Adding PAT will allow the board of health to provide intervention services, to qualifying mothers, until their children are 36 months old., she said. With PAT, the board will be able to expand its home visiting services to more of those who reside in area codes with the highest infant mortality rates: 30236 (Jonesboro), 30238 (Jonesboro), and 30274 (Riverdale).

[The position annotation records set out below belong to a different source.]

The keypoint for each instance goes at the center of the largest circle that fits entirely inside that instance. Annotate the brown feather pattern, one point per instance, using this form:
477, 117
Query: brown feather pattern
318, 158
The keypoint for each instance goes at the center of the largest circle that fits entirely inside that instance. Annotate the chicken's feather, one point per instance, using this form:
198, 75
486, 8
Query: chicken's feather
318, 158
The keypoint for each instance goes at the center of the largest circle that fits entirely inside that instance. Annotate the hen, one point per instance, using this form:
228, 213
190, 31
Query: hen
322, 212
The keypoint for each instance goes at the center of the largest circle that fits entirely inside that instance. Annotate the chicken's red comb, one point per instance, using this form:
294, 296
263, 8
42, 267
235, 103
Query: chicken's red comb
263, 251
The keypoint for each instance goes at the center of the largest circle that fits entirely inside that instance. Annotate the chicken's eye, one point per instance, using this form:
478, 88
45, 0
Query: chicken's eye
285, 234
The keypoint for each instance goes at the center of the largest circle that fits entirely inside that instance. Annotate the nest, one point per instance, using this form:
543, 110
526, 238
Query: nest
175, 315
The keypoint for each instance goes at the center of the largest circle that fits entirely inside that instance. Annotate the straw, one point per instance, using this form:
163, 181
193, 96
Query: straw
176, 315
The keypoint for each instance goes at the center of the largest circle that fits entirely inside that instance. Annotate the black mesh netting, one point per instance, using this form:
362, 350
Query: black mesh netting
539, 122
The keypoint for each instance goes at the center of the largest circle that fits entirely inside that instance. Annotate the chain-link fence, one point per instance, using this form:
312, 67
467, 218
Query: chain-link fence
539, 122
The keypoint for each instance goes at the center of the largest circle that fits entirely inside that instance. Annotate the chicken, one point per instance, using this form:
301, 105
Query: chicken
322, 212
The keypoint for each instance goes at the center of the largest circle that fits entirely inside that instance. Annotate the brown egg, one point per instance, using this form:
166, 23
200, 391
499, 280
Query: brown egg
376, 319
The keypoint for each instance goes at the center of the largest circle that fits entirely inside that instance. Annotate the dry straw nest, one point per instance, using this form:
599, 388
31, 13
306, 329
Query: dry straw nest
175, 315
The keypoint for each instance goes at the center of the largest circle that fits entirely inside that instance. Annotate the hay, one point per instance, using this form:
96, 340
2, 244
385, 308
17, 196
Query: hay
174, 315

“United Way is proud to assist the Clayton County Board of Health engage the community to drive sustainable change in the health of residents,” said United Way President Milton Little, Jr. “This program aligns with our strategic focus of people having access to primary health care, and babies being born healthy.”

“The [Parents as Teachers] grant allows us to provide additional care,” said Clayton’s Nelson. “Mothers enrolled in either the MOMS or PAT programs will benefit from greater access to our family support specialists, now that our staff is full-time.”

In addition, Nelson said, there will be a greater continuum of care for mothers transitioning from the MOMS program to the PAT program. Currently, 55 mothers are enrolled in the MOMS program, Nelson said.

Data from the State Department of Public Health shows that the infant mortality rate in Clayton County has been higher than Georgia’s infant mortality rate for several years. The reasons for that include socioeconomic factors, higher incidents of pre-term delivery, and low birth weights, said Dr. Alpha Fowler Bryan, Clayton County’s District Health Director. She said she believes the PAT program will help improve these findings.

“There are many children in Clayton who die before their first birthday,” said Bryan, “simply because their parents lack knowledge, resources and access to prenatal health care.”

According to officials, New Millennium Obstetrics and Gynecology, with offices in Riverdale and Forest Park, will serves as “a referral partner” for the grant program, “helping steer more women toward life-saving health services.”